Anche la bioeconomia è uno dei fattori che promuove le decisioni di investimento di BASF Venture Capital?

La biotecnologia industriale, la trasformazione delle materie prime e i prodotti agricoli sono settori tecnologici di estrema rilevanza per BASF, e vengono attentamente analizzati. Nel corso degli anni abbiamo investito in tante start-up attive in questi campi, che realizzano prodotti e soluzioni innovative. BASF coopera inoltre con numerosi partner esterni per sviluppare prodotti e tecnologie nuove. 

 

Quali sono le start-up in cui avete investito?

BASF ha compiuto due importanti acquisizioni nel settore delle sostanze chimiche di origine biologica: Allylix e Renmatix. Entrambe con base negli Stati Uniti, Allylix (lo scorso novembre l’azienda è stata acquistata da Evolva Holding, leader globale negli interventi sostenibili basati sulla fermentazione, che realizza ingredienti destinati alla sanità, al benessere e alla nutrizione, ndA) dispone di una piattaforma tecnologica per la produzione di molecole complesse per l’industria degli aromi e delle fragranze, sempre tramite fermentazione. Renmatix sta sviluppando una tecnologia per l’avvio della catena di valore del settore chimico, nello specifico zuccheri prodotti a livello industriale, sostenibili ed efficienti dal punto di vista dei costi e utilizzabili come materia prima per una vasta gamma di processi di fermentazione. Si tratta di tecnologie che, combinate con le tecniche di fermentazione di nuova generazione per la produzione di sostanze chimiche di base, monomeri, molecole complesse e così via, offriranno idee convenienti e sostenibili per l’industria chimica, sia in soluzioni drop-in sia come nuove alternative basate sulle sostanze biologiche. Questa tecnologia potrebbe anche fornire la materia prima per l’intero settore (bio)chimico. Va evidenziato che la tecnologia di Renmatix si basa sull’impiego di materie prime non alimentari né competitive degli alimenti, per esempio il legname.

 

Gli investimenti di BASF appaiono incentrati esclusivamente sul mercato Usa. Come considera le prospettive di crescita della bioeconomia in Europa? 

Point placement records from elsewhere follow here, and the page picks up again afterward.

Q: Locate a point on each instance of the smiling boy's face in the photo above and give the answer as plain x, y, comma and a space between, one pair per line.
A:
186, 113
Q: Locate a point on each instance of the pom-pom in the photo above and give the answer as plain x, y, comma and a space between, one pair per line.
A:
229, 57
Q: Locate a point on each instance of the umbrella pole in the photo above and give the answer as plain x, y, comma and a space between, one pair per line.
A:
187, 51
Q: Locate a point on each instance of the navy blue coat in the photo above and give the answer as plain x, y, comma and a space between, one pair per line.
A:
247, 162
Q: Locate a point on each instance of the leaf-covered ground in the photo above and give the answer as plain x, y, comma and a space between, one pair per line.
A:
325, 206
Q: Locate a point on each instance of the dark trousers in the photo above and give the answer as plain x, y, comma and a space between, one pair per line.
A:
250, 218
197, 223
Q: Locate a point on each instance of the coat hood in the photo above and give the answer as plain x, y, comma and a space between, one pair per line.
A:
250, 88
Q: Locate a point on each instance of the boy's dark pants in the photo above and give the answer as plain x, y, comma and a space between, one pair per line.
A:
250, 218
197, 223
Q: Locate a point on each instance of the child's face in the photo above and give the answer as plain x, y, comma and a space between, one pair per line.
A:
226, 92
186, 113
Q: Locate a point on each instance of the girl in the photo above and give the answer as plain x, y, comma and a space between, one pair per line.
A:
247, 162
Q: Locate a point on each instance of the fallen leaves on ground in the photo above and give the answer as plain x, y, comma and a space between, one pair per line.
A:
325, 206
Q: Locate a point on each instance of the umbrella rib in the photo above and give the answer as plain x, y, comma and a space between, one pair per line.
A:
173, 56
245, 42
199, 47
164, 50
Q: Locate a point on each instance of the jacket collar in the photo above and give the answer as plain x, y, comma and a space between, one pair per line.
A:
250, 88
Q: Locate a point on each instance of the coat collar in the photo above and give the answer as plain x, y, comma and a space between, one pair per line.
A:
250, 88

In linea di principio le prospettive di crescita sono positive. Le aziende leader come BASF e alcuni nostri concorrenti hanno posto in essere attività di grande rilevanza in Europa. Anche gli attori del mondo accademico sono concorrenziali, sebbene ci sia per loro qualche margine di miglioramento. Gli ostacoli che incontra la maggior parte delle start-up, soprattutto nelle prime fasi di sviluppo, sono la capacità di attrarre un management esperto e competente, e la possibilità di accedere ai capitali di rischio. Rispetto agli Stati Uniti, queste sono le sfide principali per il settore high-tech europeo emergente.

 

Secondo l’Ocse, nel 2030 il 30% di tutte le sostanze chimiche saranno a base biologica. Quanto grava questa previsione nelle decisioni di investimento strategico di un gigante della chimica come BASF?

In questo ambiente di mercato così dinamico, consideriamo le risorse rinnovabili come una delle tante opzioni che, anche nel lungo termine, possono garantire una fornitura di prodotti sostenibile e che si adatteranno a nuove applicazioni in molte aree. Sempre più spesso inoltre i nostri clienti chiedono prodotti che derivano da risorse rinnovabili, pertanto il settore è estremamente importante per le attività di BASF Venture Capital, sia dal punto di vista della tecnologia sia degli investimenti.